Leitlinien für das Absetzen von Medikamenten fehlen |
Daniela Hüttemann |
11.06.2020 17:00 Uhr |
Ist wirklich jedes dieser Medikamente nötig? Das sollten die verordnenden Ärzte regelmäßig hinterfragen. / Foto: Adobe Stock/mrmohock
Angaben der University of South Australia zufolge nimmt rund eine Million Australier über 70 Jahre mindestens ein Medikament, das ihnen mehr schadet als nutzt. Es handele sich um ein weltweites Problem, denn nicht umsonst habe die Weltgesundheitsorganisation WHO die Polymedikation als eine der größten Bedrohungen für die Gesundheit benannt.

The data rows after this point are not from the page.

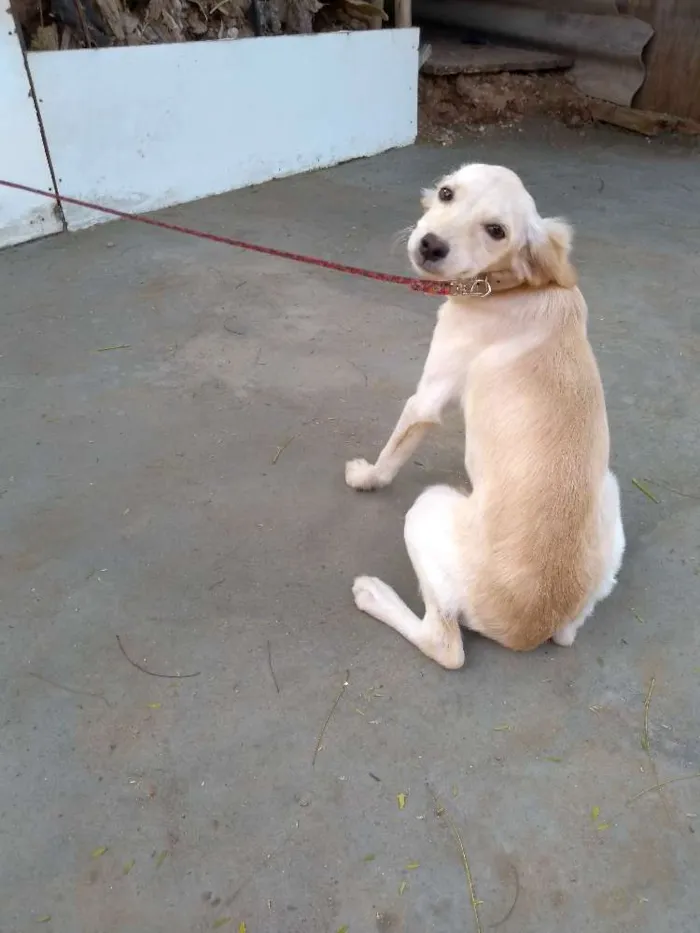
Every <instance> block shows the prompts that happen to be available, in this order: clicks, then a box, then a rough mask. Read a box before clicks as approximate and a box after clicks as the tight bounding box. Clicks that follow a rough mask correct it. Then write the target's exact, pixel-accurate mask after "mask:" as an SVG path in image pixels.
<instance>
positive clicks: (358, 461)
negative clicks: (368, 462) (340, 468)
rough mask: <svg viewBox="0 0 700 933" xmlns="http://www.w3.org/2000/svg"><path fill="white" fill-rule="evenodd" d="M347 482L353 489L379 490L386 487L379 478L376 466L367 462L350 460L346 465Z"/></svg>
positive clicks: (371, 463) (362, 459) (354, 460)
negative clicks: (380, 480) (381, 488)
mask: <svg viewBox="0 0 700 933" xmlns="http://www.w3.org/2000/svg"><path fill="white" fill-rule="evenodd" d="M345 482H346V483H347V484H348V486H351V487H352V488H353V489H365V490H367V489H379V487H380V486H383V485H385V484H384V483H382V482H381V481H380V479H379V477H378V476H377V471H376V469H375V467H374V464H372V463H368V462H367V461H366V460H363V459H358V460H348V462H347V463H346V464H345Z"/></svg>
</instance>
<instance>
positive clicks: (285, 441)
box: [272, 434, 296, 466]
mask: <svg viewBox="0 0 700 933" xmlns="http://www.w3.org/2000/svg"><path fill="white" fill-rule="evenodd" d="M295 437H296V434H292V436H291V437H290V438H288V439H287V440H286V441H285V442H284V444H280V446H279V447H278V448H277V450H276V451H275V456H274V457H273V458H272V466H274V465H275V464H276V463H277V461H278V460H279V458H280V457H281V456H282V454H283V453H284V451H285V450H286V449H287V447H289V445H290V444H291V443H292V441H293V440H294V438H295Z"/></svg>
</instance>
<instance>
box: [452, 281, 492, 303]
mask: <svg viewBox="0 0 700 933" xmlns="http://www.w3.org/2000/svg"><path fill="white" fill-rule="evenodd" d="M491 291H492V289H491V283H490V282H489V280H488V279H487V278H485V277H483V276H482V277H480V278H475V279H467V280H466V281H464V282H451V283H450V294H451V295H452V296H454V297H459V298H488V296H489V295H490V294H491Z"/></svg>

Klinische Pharmazeuten der Universität mit Sitz in Adelaide wollen nun untersuchen, wie sich solch ungeeignete Medikamente am sichersten absetzen lassen. Denn es gebe bislang kaum Empfehlungen, wie eine Medikamentengabe bei Senioren gestoppt werden sollte. »Ein typischer älterer Australier hat vier chronische Erkrankungen und nimmt dauerhaft sechs Medikamente ein, von denen eines ungeeignet ist«, sagt die Apothekerin Dr. Emily Reeve. Das Absetzen erscheine leicht, sei jedoch ein komplexer Prozess. Klinisch tätige Ärzte hätten ihr das Feedback gegeben, dass fehlende Leitlinien das sogenannte Deprescribing behinderten. Zudem sei es in den Köpfen verankert, dass ein Absetzen weniger wichtig als das Ansetzen sei. Das sieht die Pharmazeutin jedoch anders.
Die australischen Forscher wollen in den kommenden fünf Jahren nun entsprechende Empfehlungen entwickeln, in Zentren für die Betreuung von Senioren etablieren und den Effekt auswerten. Ein Fokus soll dabei auf den Antipsychotika liegen. Dafür erhielten sie kürzlich eine staatliche Finanzierung von umgerechnet knapp einer Million Euro. Gut investiertes Geld: »In Seniorenheimen in Australien schlagen ungeeignete Medikamente mit 20 Prozent der Verordnungskosten zu Buche«, so Reeve. Dieses Geld solle besser für eine angemessene Therapie inklusive nicht-medikamentöser Maßnahmen eingesetzt werden.
Auch in Deutschland sind unnötig verschriebene beziehungsweise weiter verordnete Medikamente ein großes Problem, zum Beispiel bei Anticholinergika, Protonenpumpeninhibitoren oder Benzodiazepinen.